If you have real estate assets in your portfolio, rising interest rates should be on your radar. In general, rising rates may mean a lower return for investors using borrowed capital, explains Stephen Thomas, Real Estate Advisory Specialist for Wells Fargo Private Bank.
“Currently, rising rates may have a greater impact on construction than on purchasing existing assets,” Thomas says. “The supply of higher-end property has increased dramatically, and if the rates rise, this trend may slow as developers are forced to do more with less.”
At the same time, an increase in rates can signify confidence in an improving economy to the Fed, Thomas says. This confidence is likely positive for real estate investors, as increased employment and wages can lead to reduced vacancy and increased rental rates. What does all this mean for the real estate assets in your portfolio? Here, Thomas and Ryan McDowell, Real Estate Advisory Specialist for Wells Fargo Private Bank, outline the key considerations to keep in mind.
Understand the impact
Real estate values are near all-time highs. But McDowell explains that if real estate values get ahead of economic drivers, that can make ownership less obtainable or attractive for commercial tenants and residential users alike. Those concerns can be kept at bay by continued extremely low unemployment, less real estate development, and continued positive GDP growth.

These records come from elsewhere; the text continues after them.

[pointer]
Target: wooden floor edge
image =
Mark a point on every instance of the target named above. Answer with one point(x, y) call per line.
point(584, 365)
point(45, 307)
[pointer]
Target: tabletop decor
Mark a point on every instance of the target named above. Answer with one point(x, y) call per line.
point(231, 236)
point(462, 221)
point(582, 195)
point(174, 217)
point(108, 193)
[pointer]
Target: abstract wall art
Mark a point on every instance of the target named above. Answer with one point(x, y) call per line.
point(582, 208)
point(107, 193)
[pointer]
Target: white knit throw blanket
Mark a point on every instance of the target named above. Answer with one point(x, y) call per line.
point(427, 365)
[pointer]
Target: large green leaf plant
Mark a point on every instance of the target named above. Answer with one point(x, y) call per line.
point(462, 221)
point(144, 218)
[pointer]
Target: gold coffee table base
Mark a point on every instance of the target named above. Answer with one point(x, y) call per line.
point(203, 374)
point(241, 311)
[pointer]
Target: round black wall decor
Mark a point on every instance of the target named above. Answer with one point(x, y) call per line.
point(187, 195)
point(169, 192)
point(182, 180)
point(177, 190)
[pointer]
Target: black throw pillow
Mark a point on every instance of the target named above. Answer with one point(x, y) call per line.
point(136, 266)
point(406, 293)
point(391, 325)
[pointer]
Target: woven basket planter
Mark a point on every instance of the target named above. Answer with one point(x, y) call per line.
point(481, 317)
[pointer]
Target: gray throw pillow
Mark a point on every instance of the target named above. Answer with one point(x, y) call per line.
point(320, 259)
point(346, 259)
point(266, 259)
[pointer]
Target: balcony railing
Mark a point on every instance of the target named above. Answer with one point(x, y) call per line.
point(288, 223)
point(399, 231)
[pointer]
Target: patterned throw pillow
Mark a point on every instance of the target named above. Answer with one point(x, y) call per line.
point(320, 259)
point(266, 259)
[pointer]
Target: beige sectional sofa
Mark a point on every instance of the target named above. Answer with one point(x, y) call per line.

McDowell points out that October’s Wells Fargo U.S. Interest Rate Forecast calls for an increase in the federal funds target rate to 2.5 percent by the end of 2019. “This is still well below the historical average of 4.88 percent since 1954 and is not expected to have a tremendous impact on real estate values in the near term,” he says. But he also adds, “We are mindful that asset prices are unlikely to remain high indefinitely.”
Both short- and long-term investments deserve a close look. “An asset that isn’t viable with a 50-basis-point rate increase may not be the right fit,” explains Thomas. “Even if an investor isn’t using leverage, a 50- to 100-basis-point rate increase could cause a value decrease that may wipe out any near-term appreciation and completely change the dynamics of an investment.”
Take additional preparation steps
Investors can prepare by first reviewing the risk exposure of their current real estate portfolio, says McDowell. Questions to ask include:
- Are the assets in your real estate portfolio consistent with your current investment strategy? (For example: an income strategy but holding non–income producing land.)
- What is your exit strategy for each real estate asset? How would your exit plan be affected by a real estate market downturn?
- How would the current assets in your portfolio perform if a market downturn occurs, and are you satisfied with that outcome?
McDowell reminds investors that Wells Fargo’s Real Estate Asset Management group can help clients analyze and answer these questions and more, and provide strategies and execution that are designed to help improve investment outcomes.
Remember: Location, location, location (and more)
Location is always going to be a primary consideration for real estate investments, Thomas says. He suggests that investors look beyond traditional gateway cities to second-tier cities experiencing population increases. This could mean better returns. Strength of tenants, age of property, quality of construction, and long-term improvements are also key factors in making a sound investment in real estate and increasing future net operating income.